Karena sebelumnya saya sodorin dulu ke pak lurah, beras jenis apa yang akan dijual. Besoknya pak lurah masak, dan enak, pulen. Makanya pagi-pagi pak lurah promosi. Sudah disediakan kupon untuk satu kepala keluarga (KK), dijatah 5 kilogram saja, jadi memang sasarannya langsung ke pengguna,” bebernya.

universitas pakuan unpak

Trisno memprediksi, tingginya harga beras masih akan berlangsung hingga Maret dan diharapkan di penghujung Maret mulai turun. Mengingat, pertengahan Maret sudah mulai musim panen.

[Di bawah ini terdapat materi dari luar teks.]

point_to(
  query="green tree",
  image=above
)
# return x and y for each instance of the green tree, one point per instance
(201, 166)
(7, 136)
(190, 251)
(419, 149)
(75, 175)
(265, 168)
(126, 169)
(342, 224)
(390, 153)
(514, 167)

”Tapi itu pun tergantung pemerintah, kalau memang pemerintah sekarang digelontorkan impornya ke pelosok-pelosok, mungkin bisa turun dalam bulan bulan ini, tergantung kebijakan pemerintah,” jelasnya.

Dengan adanya operasi pasar ini, sambung Trisno, tidak akan memengaruhi harga pasar, sebab demand dan suplainya tetap. Antara stok yang menipis, di sisi lain kebutuhan makan tetap. Hanya, kemungkinan ada stagnasi toko yang biasanya menjual di lingkungan Kelurahan Pabuaran sehari satu ton, kini hanya setengah ton.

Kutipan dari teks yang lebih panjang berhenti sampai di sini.